May 25th, 2024

CISC 3140 3 1165 ET6
Main
Files
Syllabus
Homeworks

Notes
0001

Files
darts.html
20120911.html
DatabaseNotes
SQL Intro
More SQL
Lorenz Attractor
20121002
20121009
20121016

MIDTERM (due 20121113)

datamining.pdf

probmining.pdf

matmining.pdf

ML applets

## Homeworks

HW1: Send me an email with your name.

HW2: Do `Sample Questions' at the end of: sql2.pdf; For the same database, also answer the following questions:

1) Find the company with most employees.

2) Find employees who make more than the average salary within their company.

3) Find employees who make more than the median salary within their company.

4) Find employees whose salary is an outlier (above 2 standard deviations) within their comapny.

5) Find employees whose salary is an outlier (above 95th percentile) within their comapny.

6) Find the company with the highest number of outlying salaries (your choice which outlier to use).

7) Find the company with most non-managing employees.

8) Find the company with highest average difference between manager salary and non-manager employee salary.

9) Assume that each non-managing employee genererates around 2x their salary in revenue. Managing employees don't directly contribute to revenue.
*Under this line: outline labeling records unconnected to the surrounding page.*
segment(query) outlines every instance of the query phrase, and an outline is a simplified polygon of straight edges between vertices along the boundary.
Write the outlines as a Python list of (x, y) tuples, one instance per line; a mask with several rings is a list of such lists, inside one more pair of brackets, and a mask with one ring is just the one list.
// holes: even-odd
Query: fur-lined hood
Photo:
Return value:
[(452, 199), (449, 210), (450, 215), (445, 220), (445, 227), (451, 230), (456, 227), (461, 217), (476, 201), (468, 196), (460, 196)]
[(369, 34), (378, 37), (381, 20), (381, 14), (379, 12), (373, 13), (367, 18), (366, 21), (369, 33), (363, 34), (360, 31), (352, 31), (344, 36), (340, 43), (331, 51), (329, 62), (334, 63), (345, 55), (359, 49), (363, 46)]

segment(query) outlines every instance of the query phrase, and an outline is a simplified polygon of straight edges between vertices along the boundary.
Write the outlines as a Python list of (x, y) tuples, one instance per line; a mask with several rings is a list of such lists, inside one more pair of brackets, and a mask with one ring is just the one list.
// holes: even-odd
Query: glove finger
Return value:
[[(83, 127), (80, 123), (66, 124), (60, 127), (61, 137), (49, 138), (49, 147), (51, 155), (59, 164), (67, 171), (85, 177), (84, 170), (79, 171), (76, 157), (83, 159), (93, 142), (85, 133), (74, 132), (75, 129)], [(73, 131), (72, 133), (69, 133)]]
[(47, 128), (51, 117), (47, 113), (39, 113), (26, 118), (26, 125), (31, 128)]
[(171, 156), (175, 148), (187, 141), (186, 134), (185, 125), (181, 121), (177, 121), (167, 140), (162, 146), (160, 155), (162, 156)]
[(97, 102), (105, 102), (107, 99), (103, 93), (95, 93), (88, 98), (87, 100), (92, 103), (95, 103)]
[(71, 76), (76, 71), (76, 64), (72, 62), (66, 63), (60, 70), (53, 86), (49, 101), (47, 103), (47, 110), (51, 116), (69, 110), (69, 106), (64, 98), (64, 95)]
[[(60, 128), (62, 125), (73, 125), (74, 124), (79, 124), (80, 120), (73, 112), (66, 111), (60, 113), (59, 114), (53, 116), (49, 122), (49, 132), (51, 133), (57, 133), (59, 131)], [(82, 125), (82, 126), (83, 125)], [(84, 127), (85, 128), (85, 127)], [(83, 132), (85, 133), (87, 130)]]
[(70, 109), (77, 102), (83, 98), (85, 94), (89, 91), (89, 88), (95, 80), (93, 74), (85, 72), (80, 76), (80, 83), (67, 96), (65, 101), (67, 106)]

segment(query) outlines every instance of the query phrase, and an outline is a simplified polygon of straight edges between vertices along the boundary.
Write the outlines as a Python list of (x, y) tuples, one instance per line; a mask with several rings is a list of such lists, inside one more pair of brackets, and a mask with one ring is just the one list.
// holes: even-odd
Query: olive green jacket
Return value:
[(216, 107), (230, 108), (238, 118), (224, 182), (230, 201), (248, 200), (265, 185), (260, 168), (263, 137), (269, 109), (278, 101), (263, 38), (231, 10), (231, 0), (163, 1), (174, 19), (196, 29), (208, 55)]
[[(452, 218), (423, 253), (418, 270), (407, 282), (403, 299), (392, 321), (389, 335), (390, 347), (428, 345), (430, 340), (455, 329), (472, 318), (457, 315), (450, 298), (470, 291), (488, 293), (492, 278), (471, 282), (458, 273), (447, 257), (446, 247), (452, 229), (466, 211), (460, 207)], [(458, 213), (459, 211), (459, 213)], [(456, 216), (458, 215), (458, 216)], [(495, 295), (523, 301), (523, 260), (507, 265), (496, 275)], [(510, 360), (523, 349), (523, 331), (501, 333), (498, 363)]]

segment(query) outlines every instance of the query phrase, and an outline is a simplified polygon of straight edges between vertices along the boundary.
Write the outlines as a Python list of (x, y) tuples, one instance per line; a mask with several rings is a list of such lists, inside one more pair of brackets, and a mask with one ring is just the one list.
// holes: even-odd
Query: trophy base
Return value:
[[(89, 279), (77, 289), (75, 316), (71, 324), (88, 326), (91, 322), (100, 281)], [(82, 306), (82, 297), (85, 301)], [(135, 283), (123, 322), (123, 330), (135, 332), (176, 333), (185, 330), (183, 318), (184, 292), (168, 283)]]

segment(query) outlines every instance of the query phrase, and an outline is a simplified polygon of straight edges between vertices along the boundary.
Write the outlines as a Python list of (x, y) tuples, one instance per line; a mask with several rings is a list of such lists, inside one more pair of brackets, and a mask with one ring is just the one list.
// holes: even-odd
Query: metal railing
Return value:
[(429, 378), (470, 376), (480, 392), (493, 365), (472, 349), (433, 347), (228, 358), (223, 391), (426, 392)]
Estimate revenue and ``profit'' for each company (assume profit = revenue - all_salaries).

10) Calculate salary skew for profitable (profit > 0) companies from question 9.

Write answers in an email; put "CISC 3140 HW2" in email subject.

HW3: This homework is to prepare the environment for HW4, so try to get it done by next week. Download and install: Apache http://httpd.apache.org/ PostgreSQL, http://www.postgresql.org/ PHP http://www.php.net/ Google for, and create, phpinfo page, ensure that php works under apache and phpinfo lists PostgreSQL libraries. Setup PostgreSQL (create database, user, and give owernship of db to that user). Keep the rest of the confirmation as default as possible. Make sure you remember administrator passwords and installation paths where everything is installed. (e.g. know where Apache is installed, where PostgreSQL keeps its database files, configuration files, etc.).

HW4: Setup a publically accessible website anywhere, with apache/php & database, and implement a database enabled guestbook (similar to the one we did in class (note that code is posted under 20121009.zip link)). Send me a link to the working website where I can sign your guestbook and download source code. Suggestions of places where you can setup your own website: any webhosting corp, there are some free ones out there; for ~\$20 you can get http://www.linode.com/

HW5: Same as HW4, except make your guestbook password protected. Create a signup page where a user can create an account to your website, then don't let anyone sign the guestbook unless they're logged in. As before, send me email with the website link, and source code.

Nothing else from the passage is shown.